Now that the html is in MMA it is a matter of munging the required part out of it. Due to the vague nature of the question, this will be left as an exercise to the reader.


Here is a way with no JavaScript. Using the getAttribute function from this answer (by @swish)

getAttribute[element_WebElementObject, attribute_String] := 
 getAttribute[$CurrentWebSession, element, attribute]

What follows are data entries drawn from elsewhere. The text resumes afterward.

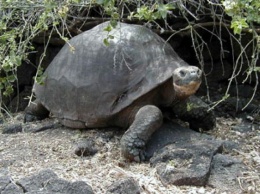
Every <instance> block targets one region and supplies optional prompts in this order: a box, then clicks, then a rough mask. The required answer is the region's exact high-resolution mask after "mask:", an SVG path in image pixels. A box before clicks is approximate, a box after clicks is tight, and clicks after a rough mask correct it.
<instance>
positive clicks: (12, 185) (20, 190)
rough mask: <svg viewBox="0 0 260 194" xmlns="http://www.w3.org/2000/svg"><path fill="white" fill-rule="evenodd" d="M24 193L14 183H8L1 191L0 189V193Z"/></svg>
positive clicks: (15, 184) (22, 190)
mask: <svg viewBox="0 0 260 194" xmlns="http://www.w3.org/2000/svg"><path fill="white" fill-rule="evenodd" d="M20 193H24V192H23V189H22V188H21V187H20V186H19V185H16V184H14V183H9V184H8V185H7V186H6V187H5V188H4V189H3V191H1V194H20Z"/></svg>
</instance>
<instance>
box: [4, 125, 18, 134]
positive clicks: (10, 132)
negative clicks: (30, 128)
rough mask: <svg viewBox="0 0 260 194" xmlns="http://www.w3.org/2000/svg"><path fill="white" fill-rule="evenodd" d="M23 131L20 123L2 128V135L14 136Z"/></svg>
mask: <svg viewBox="0 0 260 194" xmlns="http://www.w3.org/2000/svg"><path fill="white" fill-rule="evenodd" d="M22 131H23V127H22V124H21V123H15V124H9V125H7V126H4V129H3V132H2V133H3V134H14V133H19V132H22Z"/></svg>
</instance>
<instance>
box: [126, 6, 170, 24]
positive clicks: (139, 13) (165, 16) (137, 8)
mask: <svg viewBox="0 0 260 194" xmlns="http://www.w3.org/2000/svg"><path fill="white" fill-rule="evenodd" d="M173 9H175V7H174V6H173V5H172V4H154V5H153V6H152V7H149V6H146V5H143V6H141V7H139V8H137V10H136V13H135V14H134V13H132V14H131V15H130V17H129V19H131V17H135V18H138V19H139V20H147V21H153V20H157V19H166V18H167V15H168V13H171V10H173Z"/></svg>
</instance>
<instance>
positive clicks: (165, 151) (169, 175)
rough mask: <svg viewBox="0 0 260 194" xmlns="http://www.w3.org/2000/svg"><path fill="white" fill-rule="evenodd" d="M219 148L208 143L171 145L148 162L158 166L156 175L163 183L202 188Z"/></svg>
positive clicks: (209, 171) (205, 183) (204, 182)
mask: <svg viewBox="0 0 260 194" xmlns="http://www.w3.org/2000/svg"><path fill="white" fill-rule="evenodd" d="M221 146H222V145H221V143H213V142H210V141H208V142H207V141H204V142H201V143H200V142H199V143H197V144H195V143H194V144H191V145H183V146H180V145H177V146H176V145H174V144H171V145H169V146H167V147H165V148H164V149H163V151H162V152H161V153H159V154H158V155H156V156H155V157H153V158H151V160H150V161H151V164H152V165H155V164H159V165H157V167H156V168H157V173H158V174H159V176H160V178H161V180H162V181H163V182H164V183H167V184H174V185H196V186H204V185H205V184H206V183H207V181H208V177H209V174H210V168H211V161H212V157H213V155H214V154H215V153H216V152H217V151H218V150H219V149H220V147H221Z"/></svg>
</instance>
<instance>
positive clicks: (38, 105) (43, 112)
mask: <svg viewBox="0 0 260 194" xmlns="http://www.w3.org/2000/svg"><path fill="white" fill-rule="evenodd" d="M48 116H49V111H48V110H47V109H46V108H45V107H44V106H43V105H42V103H41V102H40V101H39V100H37V99H36V100H35V101H33V102H31V103H30V104H29V106H28V107H27V108H26V109H25V116H24V122H32V121H35V120H42V119H45V118H47V117H48Z"/></svg>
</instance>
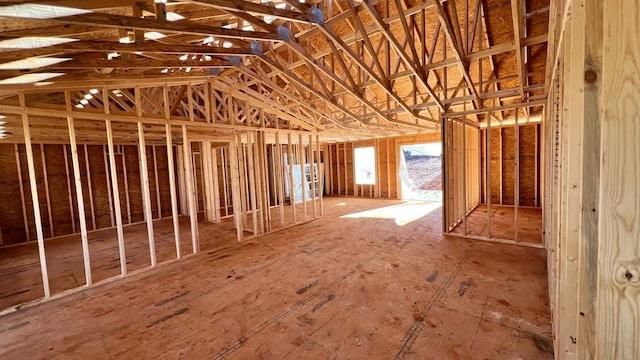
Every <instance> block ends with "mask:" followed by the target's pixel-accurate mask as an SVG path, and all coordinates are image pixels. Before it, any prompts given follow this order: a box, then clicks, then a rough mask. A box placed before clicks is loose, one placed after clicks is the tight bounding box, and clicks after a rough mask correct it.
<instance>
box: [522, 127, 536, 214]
mask: <svg viewBox="0 0 640 360" xmlns="http://www.w3.org/2000/svg"><path fill="white" fill-rule="evenodd" d="M537 128H538V125H529V126H521V127H520V144H519V145H520V146H519V149H520V198H519V202H520V205H521V206H536V205H537V204H536V183H537V181H538V179H537V176H536V175H537V169H536V157H537V156H538V147H537V144H536V136H537V131H538V129H537Z"/></svg>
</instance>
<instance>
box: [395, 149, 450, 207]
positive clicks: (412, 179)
mask: <svg viewBox="0 0 640 360" xmlns="http://www.w3.org/2000/svg"><path fill="white" fill-rule="evenodd" d="M441 156H442V145H441V143H439V142H438V143H423V144H411V145H401V146H400V172H399V177H400V183H401V190H402V200H422V201H437V202H442V160H441Z"/></svg>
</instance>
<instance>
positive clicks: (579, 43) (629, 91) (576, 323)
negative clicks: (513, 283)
mask: <svg viewBox="0 0 640 360" xmlns="http://www.w3.org/2000/svg"><path fill="white" fill-rule="evenodd" d="M552 5H554V6H552V8H551V24H550V29H551V33H550V39H551V40H550V46H551V50H552V51H551V55H552V56H554V55H555V56H554V57H552V59H553V60H554V61H553V62H551V63H550V65H549V66H548V70H549V74H548V75H549V82H550V84H551V86H550V90H549V91H550V92H549V99H548V105H547V116H546V123H545V133H546V140H547V141H546V143H545V150H546V151H545V153H546V155H547V157H546V167H545V179H546V183H545V197H544V205H545V206H544V217H545V238H546V241H547V243H548V267H549V284H550V298H551V304H552V317H553V324H554V338H555V350H556V357H557V358H558V359H639V358H640V346H639V345H638V344H640V342H639V341H638V339H640V316H639V314H640V301H639V300H640V261H638V259H640V247H639V242H638V239H640V202H639V201H638V199H640V163H639V160H638V159H640V146H638V139H640V126H639V124H640V111H639V107H638V103H640V84H639V82H638V74H639V73H640V47H638V41H637V39H638V36H640V24H639V23H638V21H637V14H640V4H639V3H638V2H637V1H615V0H604V1H600V0H598V1H595V0H573V1H570V0H567V1H558V2H556V3H555V4H553V3H552ZM555 60H558V62H556V61H555Z"/></svg>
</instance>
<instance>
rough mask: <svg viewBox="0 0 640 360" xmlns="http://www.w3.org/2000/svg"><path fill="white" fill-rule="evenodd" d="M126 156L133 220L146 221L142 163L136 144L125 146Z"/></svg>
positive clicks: (125, 156)
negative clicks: (144, 209) (143, 198)
mask: <svg viewBox="0 0 640 360" xmlns="http://www.w3.org/2000/svg"><path fill="white" fill-rule="evenodd" d="M124 156H125V161H126V164H127V174H126V176H127V182H128V185H129V203H130V205H131V222H139V221H144V208H143V206H142V188H141V182H140V166H139V165H138V164H139V163H140V161H139V156H138V147H137V146H135V145H126V146H124Z"/></svg>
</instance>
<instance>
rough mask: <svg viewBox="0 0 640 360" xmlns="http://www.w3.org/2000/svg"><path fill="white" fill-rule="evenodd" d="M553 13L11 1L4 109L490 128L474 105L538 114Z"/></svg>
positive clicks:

getAttribute[session_WebSessionObject, element_WebElementObject, attribute_String] := 
 With[{sessionInfo = session /@ {"SessionID", "Browser", "URL"}}, 
  WebUnit`Private`attribute[sessionInfo, element["ElementId"], attribute]]

you can do:

StartWebSession["Chrome"];
WebExecute["OpenPage" -> "www.wolfram.com"];
imgs = WebExecute["LocateElements" -> "CSSSelector" -> "#_footer-bc > ul > li > a"];
getAttribute[#, "href"]&/@imgs

to get:

{http://www.wolfram.com/legal/?source=footer,http://www.wolfram.com/legal/privacy/wolfram/?source=footer,http://www.wolfram.com/site-map/?source=footer,http://www.wolframalpha.com/?source=footer,https://www.wolframcloud.com/?source=footer}